Она призналась Динни, что ее охватывает порой странное чувство: ей кажется, что пока она неотступно думает о Билле, она тем самым как бы охраняет его от беды и с ним ничего не может случиться. Она понимала, что верить в это так же глупо, как верить в магическую силу талисмана Калгурлы. Уж не заразилась ли она туземным суеверием? — спрашивала себя Салли. Или просто ищет способа избавиться от тревоги и вот, вопреки здравому смыслу, ударилась в мистицизм?

Как видно, все это оттого, что она слишком мало может сделать для Билла и потому старается придумать что-то для собственного успокоения. Да, ей и вправду доставляло утешение рисовать себе, как она незримо следует за Биллом, общается с ним, старается поддержать его и охранить от опасности. Она была уверена, что и Билл это чувствует. Когда-нибудь, когда он вернется домой, она признается ему в том, какая она была глупая. Лишь бы только он вернулся назад целый и невредимый! Больше ей ничего на свете не нужно. Рассказывали чудовищные истории о том, каким истязаниям подвергают японцы пленных. Эти рассказы преследовали Салли. Она старалась не думать о страшных событиях в Толле и в Вэйтавало.

Толл — крохотное туземное селение, расположенное в окрестностях Рабаула, среди плантаций кокосовых пальм. Когда японцы, внезапно открыв военные действия, высадились на берег, отряд австралийских солдат сдался им в плен; австралийцев окружала двадцатипятитысячная армия неприятеля, все пути к отступлению были отрезаны. Японцы несколько дней подряд сбрасывали с самолетов листовки, обещая всем, кто сдастся в плен, что с ними будут обращаться, как должно с военнопленными. И первое время обращение было сравнительно терпимым, хотя они и отобрали у австралийцев не только оружие, но и все личные вещи. А через несколько дней пленным скрутили руки за спину, связали их вместе по десять — двенадцать человек и после страшных истязаний одних закололи штыками, других расстреляли. Японцы думали, что они прикончили всех пленных, однако трое остались живы. Двоим, несмотря на страшные штыковые раны в живот, удалось доползти до туземной хижины, но там их обнаружили японцы и сожгли в хижине живьем. Третий получил удар штыком в спину, и когда он корчился на земле от боли, какой-то японец нанес ему еще шесть штыковых ран. Пленный потерял сознание. Очнувшись, он увидел, что лежит под грудой хвороста. До берега было ярдов тридцать; он кое-как дополз туда и промыл свои раны. Там его подобрал отряд австралийцев, прятавшийся от японцев в джунглях.

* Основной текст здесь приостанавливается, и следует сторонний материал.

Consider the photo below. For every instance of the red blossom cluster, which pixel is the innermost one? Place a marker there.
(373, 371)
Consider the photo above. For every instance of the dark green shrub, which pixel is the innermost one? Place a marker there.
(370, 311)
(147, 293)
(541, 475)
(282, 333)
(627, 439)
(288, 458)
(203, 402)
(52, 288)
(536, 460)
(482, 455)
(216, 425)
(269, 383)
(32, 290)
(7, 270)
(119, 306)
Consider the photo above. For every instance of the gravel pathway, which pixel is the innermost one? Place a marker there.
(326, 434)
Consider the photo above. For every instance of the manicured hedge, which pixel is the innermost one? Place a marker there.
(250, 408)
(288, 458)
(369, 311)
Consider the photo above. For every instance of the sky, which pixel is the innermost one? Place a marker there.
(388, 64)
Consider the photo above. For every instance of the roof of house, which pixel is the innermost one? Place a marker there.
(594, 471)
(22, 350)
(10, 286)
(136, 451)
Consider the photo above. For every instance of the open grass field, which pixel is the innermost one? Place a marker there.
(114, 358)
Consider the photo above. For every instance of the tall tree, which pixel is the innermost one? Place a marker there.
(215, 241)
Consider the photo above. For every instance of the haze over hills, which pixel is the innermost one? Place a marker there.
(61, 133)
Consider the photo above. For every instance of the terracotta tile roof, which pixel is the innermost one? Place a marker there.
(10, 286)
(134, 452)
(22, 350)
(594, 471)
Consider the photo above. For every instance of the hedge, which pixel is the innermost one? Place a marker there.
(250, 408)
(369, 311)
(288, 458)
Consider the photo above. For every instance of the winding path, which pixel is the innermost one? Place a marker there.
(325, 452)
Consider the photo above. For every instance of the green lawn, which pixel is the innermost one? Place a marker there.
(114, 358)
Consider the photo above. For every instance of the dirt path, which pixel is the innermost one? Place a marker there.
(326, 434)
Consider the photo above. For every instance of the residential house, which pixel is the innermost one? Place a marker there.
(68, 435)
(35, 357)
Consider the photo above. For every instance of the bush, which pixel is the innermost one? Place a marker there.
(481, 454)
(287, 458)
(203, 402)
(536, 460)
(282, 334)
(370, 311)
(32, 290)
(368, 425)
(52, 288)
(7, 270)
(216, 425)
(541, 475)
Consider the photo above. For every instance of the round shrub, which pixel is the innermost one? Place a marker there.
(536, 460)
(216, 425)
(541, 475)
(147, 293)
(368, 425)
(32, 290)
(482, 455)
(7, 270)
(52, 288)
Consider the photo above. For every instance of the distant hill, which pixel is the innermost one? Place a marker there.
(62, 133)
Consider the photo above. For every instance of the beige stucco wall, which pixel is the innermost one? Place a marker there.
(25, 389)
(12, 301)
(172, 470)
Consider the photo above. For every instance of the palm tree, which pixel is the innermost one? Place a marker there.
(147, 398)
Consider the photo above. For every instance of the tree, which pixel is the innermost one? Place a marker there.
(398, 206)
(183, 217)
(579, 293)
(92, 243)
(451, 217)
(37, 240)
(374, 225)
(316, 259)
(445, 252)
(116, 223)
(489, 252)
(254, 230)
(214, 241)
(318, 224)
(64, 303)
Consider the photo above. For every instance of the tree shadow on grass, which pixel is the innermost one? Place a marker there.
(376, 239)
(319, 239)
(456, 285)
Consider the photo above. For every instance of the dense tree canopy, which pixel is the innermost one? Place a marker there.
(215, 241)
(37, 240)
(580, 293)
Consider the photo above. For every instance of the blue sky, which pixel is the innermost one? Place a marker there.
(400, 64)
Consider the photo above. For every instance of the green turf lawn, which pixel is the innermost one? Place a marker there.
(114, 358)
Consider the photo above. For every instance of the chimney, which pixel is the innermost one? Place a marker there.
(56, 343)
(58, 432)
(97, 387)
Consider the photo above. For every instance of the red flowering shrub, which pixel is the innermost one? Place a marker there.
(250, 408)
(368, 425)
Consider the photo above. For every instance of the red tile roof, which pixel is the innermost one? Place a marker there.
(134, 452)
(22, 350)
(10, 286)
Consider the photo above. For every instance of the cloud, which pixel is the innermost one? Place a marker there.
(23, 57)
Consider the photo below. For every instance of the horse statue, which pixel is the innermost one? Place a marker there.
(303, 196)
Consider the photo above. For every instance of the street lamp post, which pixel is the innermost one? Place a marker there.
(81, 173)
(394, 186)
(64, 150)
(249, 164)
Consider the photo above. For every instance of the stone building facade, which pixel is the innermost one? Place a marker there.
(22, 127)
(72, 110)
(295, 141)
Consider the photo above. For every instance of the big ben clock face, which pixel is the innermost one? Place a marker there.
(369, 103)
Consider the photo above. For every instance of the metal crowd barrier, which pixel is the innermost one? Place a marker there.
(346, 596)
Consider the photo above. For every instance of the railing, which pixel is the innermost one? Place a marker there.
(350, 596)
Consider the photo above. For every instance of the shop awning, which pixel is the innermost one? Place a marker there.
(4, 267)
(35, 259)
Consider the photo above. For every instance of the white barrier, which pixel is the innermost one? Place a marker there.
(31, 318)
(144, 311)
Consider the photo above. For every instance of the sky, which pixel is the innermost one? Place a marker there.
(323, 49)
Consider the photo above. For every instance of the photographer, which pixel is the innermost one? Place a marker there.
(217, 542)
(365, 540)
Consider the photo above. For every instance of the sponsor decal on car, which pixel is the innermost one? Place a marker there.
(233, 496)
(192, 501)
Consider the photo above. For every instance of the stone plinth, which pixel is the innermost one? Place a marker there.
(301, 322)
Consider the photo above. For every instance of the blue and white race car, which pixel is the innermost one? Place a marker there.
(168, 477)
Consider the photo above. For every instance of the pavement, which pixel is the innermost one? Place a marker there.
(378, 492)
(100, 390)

Вместе с этим отрядом ему удалось вырваться из окружения, и в Порт-Морсби он рассказал, что с ним произошло.

В Вэйтавало с такой же звериной жестокостью было расстреляно и заколото штыками одиннадцать солдат. Японцы считали их всех мертвыми, но шестеро из них выжили, и им тоже удалось спастись. Было установлено, что в Толле и в Вэйтавало японцы уничтожили таким образом сто пятьдесят человек.

Они раздели военнопленных догола и распяли их, привязав к колючей проволоке и оставив на двое суток под палящим солнцем без еды и питья; несчастных кусали муравьи и жалили москиты, любой проходивший мимо японец мог ударить пленного по лицу или пырнуть ножом.

А какая судьба постигла австралийских санитарок, которые спаслись с разбитого судна, затонувшего возле Мунтона, и добрались до берегов острова Банга? Можно ли забыть об этом? Японцы загнали их обратно в воду и расстреляли в спину из автоматов. Только одна девушка, стоявшая с краю, осталась жива. Она была ранена в плечо и лежала в воде, притворяясь мертвой, до тех пор, пока японцы не ушли: они заметили в отдалении группу солдат и моряков, которые тоже спаслись с разбитого судна и пристали к берегу, и поспешили уничтожить и их. Раненая санитарка уползла в джунгли, где ее подобрал один из уцелевших солдат. Туземцы помогли им укрыться, и они в конце концов пробрались к своим.

Много рассказов о героизме австралийских солдат слышала Салли и свято хранила их в своем сердце, ибо все эти юноши, отважно сражавшиеся за родину среди неприступных гор и непроходимых джунглей и болот Новой Гвинеи, были как бы ее сыновьями и внуками.

В окрестностях Милн-Бей австралийское подразделение попало под жестокий пулеметный обстрел трех огневых точек неприятеля, укрытых в чаще, и молодой капрал Джон Френч из Квинсленда приказал своим солдатам залечь, а сам отправился в разведку. Он подполз к пулеметному гнезду и с расстояния в несколько ярдов забросал его гранатами. Потом вернулся, взял еще несколько связок гранат и заставил замолчать второй пулемет… Солдат из этого подразделения потом рассказывал:

«Капрал Френч снова вернулся за гранатами и пошел к третьему пулеметному гнезду противника, стреляя из автомата. Его ранили, он зашатался, но продолжал идти и стрелять; потом бросил гранату — и третий пулемет замолчал».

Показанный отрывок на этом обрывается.